RAND, Pittsburgh, PA 15213, USA.
Stat Med. 2011 Feb 28;30(5):584-94. doi: 10.1002/sim.3897. Epub 2011 Feb 3.
Repeated cross-sectional samples are common in national surveys of health like the National Health Interview Survey (NHIS). Because population health outcomes generally evolve slowly, pooling data across years can improve the precision of current-year annual estimates of disease prevalence and other health outcomes. Pooling over time is particularly valuable in health disparities research, where outcomes for small groups are often of interest and pooling data across groups would bias disparity estimates. State-space modeling and Kalman filtering are appealing choices for smoothing data across time. However, filtering can be problematic when few time points are available, as is common with annual cross-sectional data. Problems arise because filtering relies on estimated variance components, which can be biased and imprecise when estimated with small samples, especially when estimated in tandem with linear trends. We conduct a simulation study showing that even when trends and variance components are estimated poorly, smoothing with these estimates can improve the mean squared error (MSE) of estimated health states for multiple racial/ethnic groups when the variance components are estimated with the pooled sample. We consider frequentist estimators with no trends, one common trend across groups, and separate trends for every group, as well as shrinkage estimators of trends through a Bayesian model. We show that the Bayesian model offers the greatest improvement in MSE, and that Bayesian Information Criterion (BIC)-based model averaging of the frequentist estimators with different trend assumptions performs nearly as well. We present empirical examples using the NHIS data.

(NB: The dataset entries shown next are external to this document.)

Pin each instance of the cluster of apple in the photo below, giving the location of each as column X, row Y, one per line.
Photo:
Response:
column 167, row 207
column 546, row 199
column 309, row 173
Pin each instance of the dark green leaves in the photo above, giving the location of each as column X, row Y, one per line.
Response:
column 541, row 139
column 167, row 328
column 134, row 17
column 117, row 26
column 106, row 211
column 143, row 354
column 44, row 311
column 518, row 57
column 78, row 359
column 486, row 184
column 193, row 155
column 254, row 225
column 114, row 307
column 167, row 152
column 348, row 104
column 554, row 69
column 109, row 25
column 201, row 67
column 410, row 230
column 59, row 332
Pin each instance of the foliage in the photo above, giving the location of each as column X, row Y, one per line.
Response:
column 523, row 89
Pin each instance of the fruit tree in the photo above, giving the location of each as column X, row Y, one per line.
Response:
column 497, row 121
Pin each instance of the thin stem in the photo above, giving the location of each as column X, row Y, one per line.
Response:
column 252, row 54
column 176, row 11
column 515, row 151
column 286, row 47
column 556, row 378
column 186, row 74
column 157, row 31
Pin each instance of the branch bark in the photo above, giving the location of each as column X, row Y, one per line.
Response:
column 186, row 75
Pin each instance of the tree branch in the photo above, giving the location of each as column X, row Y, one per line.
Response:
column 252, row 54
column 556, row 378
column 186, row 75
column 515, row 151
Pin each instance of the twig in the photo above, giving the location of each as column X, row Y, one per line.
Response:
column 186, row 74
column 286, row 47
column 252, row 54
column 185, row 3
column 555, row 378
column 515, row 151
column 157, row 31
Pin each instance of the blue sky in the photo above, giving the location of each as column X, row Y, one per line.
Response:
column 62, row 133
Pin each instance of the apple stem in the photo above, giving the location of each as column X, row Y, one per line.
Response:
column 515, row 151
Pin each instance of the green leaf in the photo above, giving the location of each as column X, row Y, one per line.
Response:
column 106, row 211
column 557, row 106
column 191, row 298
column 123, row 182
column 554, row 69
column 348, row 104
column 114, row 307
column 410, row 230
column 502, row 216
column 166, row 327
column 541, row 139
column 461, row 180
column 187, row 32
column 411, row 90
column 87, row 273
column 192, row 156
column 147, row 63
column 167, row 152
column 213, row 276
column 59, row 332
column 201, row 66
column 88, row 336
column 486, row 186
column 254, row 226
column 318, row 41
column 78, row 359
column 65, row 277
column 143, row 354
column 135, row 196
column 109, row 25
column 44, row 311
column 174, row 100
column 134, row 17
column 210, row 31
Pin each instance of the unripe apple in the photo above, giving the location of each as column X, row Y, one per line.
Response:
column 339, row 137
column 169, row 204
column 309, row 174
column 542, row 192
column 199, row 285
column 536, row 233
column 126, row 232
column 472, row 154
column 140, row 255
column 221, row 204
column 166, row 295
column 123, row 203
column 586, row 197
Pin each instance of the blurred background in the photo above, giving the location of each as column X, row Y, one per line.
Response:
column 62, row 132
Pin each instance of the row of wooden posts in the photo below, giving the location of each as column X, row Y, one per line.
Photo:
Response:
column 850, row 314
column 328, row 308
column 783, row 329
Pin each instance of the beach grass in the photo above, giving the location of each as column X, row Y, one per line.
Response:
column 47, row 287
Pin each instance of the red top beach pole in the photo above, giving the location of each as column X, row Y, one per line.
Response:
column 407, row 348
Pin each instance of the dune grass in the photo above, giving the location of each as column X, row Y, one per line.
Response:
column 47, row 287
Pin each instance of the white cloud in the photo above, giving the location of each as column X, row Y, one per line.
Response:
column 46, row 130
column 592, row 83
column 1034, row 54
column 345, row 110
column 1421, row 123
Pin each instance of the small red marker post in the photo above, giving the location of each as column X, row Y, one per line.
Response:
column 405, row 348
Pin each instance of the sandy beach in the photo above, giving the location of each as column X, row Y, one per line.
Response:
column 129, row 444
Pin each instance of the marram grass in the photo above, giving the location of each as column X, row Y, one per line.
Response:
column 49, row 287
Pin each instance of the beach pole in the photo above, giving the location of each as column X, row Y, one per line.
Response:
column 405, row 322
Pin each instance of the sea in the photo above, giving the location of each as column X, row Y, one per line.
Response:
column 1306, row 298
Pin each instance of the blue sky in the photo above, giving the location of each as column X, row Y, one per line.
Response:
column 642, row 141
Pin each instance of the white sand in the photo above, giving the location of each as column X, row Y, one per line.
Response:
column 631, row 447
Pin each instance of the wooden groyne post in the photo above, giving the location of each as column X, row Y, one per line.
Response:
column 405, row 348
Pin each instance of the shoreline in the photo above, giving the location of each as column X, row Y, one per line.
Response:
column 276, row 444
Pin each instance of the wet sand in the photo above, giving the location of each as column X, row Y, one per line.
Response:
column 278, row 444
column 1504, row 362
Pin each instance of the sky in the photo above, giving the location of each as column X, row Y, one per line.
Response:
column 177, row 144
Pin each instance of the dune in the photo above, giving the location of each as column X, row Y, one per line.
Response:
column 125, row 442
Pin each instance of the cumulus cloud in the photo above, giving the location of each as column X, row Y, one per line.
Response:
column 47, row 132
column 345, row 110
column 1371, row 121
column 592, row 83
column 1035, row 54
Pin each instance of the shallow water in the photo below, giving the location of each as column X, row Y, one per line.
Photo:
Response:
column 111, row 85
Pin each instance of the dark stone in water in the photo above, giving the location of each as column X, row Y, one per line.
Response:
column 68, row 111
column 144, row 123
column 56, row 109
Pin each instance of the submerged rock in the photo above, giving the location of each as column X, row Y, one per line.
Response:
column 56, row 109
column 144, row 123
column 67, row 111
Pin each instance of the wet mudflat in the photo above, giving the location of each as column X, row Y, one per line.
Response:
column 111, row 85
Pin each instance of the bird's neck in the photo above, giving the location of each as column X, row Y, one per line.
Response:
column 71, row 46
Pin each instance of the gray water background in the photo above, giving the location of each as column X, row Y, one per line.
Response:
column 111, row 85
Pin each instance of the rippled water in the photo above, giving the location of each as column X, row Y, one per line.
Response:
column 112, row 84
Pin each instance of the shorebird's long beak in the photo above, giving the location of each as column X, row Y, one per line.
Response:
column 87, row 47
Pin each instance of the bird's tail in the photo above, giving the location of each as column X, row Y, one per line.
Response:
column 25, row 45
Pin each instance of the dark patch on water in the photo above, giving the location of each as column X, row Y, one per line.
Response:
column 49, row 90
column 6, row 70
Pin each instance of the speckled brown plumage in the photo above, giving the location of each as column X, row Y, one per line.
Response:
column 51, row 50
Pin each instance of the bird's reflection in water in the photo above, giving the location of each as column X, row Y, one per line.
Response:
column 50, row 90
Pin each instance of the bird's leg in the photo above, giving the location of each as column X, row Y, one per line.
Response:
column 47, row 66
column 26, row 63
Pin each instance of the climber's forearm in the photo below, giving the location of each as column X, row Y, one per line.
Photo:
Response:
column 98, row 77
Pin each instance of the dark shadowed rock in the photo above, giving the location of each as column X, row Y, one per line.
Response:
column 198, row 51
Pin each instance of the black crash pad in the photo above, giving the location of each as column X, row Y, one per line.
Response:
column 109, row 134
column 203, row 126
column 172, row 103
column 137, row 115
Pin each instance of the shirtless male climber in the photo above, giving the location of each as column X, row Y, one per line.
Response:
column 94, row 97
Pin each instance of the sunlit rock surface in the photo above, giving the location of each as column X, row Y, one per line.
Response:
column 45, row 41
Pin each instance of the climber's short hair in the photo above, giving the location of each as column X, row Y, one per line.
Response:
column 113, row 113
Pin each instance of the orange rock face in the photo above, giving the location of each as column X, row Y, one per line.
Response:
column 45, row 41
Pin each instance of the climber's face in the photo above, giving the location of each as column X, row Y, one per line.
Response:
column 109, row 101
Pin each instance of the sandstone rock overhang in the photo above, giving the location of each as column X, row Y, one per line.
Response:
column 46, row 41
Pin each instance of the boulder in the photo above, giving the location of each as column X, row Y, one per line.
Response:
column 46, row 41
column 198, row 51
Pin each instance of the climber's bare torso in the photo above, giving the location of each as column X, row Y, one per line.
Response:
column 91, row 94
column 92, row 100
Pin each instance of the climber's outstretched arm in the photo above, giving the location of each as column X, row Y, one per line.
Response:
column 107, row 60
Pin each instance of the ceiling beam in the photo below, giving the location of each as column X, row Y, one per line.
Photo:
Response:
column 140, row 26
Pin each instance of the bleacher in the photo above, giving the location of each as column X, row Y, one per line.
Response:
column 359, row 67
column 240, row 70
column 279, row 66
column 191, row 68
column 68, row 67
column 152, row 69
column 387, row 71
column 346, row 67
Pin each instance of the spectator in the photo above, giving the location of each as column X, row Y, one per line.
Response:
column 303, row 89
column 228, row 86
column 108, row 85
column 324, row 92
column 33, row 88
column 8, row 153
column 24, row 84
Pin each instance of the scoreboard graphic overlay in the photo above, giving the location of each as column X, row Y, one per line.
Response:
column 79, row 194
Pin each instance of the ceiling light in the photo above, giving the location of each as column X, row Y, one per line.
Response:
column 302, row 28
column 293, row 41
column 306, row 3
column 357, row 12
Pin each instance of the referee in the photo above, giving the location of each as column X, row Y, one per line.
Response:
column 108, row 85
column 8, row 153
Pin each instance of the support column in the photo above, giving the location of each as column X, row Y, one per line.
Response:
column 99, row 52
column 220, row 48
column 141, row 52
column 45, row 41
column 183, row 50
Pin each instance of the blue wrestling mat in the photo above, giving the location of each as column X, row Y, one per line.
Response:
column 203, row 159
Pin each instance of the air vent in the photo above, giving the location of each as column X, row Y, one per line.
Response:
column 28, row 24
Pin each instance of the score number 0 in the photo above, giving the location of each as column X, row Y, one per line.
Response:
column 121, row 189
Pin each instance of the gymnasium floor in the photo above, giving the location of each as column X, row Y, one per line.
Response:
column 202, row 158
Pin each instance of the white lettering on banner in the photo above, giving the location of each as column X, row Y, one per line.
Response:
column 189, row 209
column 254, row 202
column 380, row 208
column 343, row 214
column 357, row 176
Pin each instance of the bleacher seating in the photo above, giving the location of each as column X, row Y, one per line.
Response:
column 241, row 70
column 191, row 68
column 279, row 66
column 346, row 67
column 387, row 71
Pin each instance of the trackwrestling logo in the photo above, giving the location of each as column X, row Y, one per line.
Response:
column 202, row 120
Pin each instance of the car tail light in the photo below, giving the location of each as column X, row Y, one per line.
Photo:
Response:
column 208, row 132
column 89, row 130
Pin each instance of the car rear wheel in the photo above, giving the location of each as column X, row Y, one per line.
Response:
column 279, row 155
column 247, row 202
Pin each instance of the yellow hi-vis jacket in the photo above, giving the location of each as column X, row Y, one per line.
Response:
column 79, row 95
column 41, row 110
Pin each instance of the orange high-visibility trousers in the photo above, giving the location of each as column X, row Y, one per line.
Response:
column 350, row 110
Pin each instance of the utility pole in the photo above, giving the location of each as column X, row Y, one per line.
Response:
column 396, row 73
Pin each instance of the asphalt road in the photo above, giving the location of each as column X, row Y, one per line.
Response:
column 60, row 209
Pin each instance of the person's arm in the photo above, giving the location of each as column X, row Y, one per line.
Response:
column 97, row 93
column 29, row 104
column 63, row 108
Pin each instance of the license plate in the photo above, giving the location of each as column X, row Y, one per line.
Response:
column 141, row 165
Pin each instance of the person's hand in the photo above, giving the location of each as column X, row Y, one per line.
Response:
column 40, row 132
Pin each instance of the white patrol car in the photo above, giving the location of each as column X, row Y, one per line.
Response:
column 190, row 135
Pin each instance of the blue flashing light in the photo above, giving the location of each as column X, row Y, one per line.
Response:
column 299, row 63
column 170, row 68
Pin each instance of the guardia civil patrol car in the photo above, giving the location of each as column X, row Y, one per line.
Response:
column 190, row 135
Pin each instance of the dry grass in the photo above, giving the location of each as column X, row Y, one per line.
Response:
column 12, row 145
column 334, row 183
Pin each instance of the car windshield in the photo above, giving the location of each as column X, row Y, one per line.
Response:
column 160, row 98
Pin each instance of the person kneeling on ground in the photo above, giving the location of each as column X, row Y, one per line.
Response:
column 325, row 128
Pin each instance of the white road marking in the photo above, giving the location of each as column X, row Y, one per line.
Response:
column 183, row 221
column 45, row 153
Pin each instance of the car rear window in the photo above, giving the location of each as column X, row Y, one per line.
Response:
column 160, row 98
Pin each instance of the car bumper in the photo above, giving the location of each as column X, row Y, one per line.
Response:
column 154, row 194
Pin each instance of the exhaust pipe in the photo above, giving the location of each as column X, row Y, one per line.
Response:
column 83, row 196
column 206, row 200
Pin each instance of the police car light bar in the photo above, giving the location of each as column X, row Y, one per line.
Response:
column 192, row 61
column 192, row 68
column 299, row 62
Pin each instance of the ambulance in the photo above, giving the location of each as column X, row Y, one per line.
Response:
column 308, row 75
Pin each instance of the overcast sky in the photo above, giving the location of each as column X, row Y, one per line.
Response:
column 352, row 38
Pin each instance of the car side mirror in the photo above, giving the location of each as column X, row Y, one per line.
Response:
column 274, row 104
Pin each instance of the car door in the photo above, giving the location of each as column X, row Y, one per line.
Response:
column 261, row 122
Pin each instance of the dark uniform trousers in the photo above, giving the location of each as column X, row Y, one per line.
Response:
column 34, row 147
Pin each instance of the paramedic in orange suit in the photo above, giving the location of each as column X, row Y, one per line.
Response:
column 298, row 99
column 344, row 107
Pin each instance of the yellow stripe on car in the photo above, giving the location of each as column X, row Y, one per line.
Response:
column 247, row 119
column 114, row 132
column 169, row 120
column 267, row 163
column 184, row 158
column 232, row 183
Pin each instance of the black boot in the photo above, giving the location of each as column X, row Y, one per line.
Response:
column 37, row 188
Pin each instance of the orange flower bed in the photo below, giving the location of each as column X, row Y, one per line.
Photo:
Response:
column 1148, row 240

重复的横断面样本在国家健康调查中很常见,如国家健康访谈调查(NHIS)。由于人口健康结果通常变化缓慢,因此跨年度汇总数据可以提高当前年度疾病流行率和其他健康结果的年度估计的精度。随着时间的推移进行汇总在健康差异研究中特别有价值,因为小群体的结果通常是研究的重点,并且跨群体汇总数据会使差异估计产生偏差。状态空间模型和卡尔曼滤波是跨时间平滑数据的吸引人的选择。然而,当可用的时间点很少时,过滤可能会出现问题,这在年度横断面数据中很常见。问题的出现是因为过滤依赖于估计的方差分量,当使用小样本进行估计时,这些方差分量可能会有偏差且不精确,尤其是当与线性趋势一起估计时。我们进行了一项模拟研究,表明即使趋势和方差分量估计不佳,使用这些估计值进行平滑处理也可以在方差分量使用汇总样本进行估计时,改善多个种族/族裔群体的健康状况估计的均方误差(MSE)。我们考虑了没有趋势、组间共同趋势和每个组单独趋势的常用频率趋势估计器,以及通过贝叶斯模型对趋势进行收缩估计的估计器。我们表明,贝叶斯模型提供了 MSE 的最大改善,并且基于贝叶斯信息准则(BIC)的不同趋势假设的频率趋势估计器的模型平均效果几乎相同。我们使用 NHIS 数据呈现了实证示例。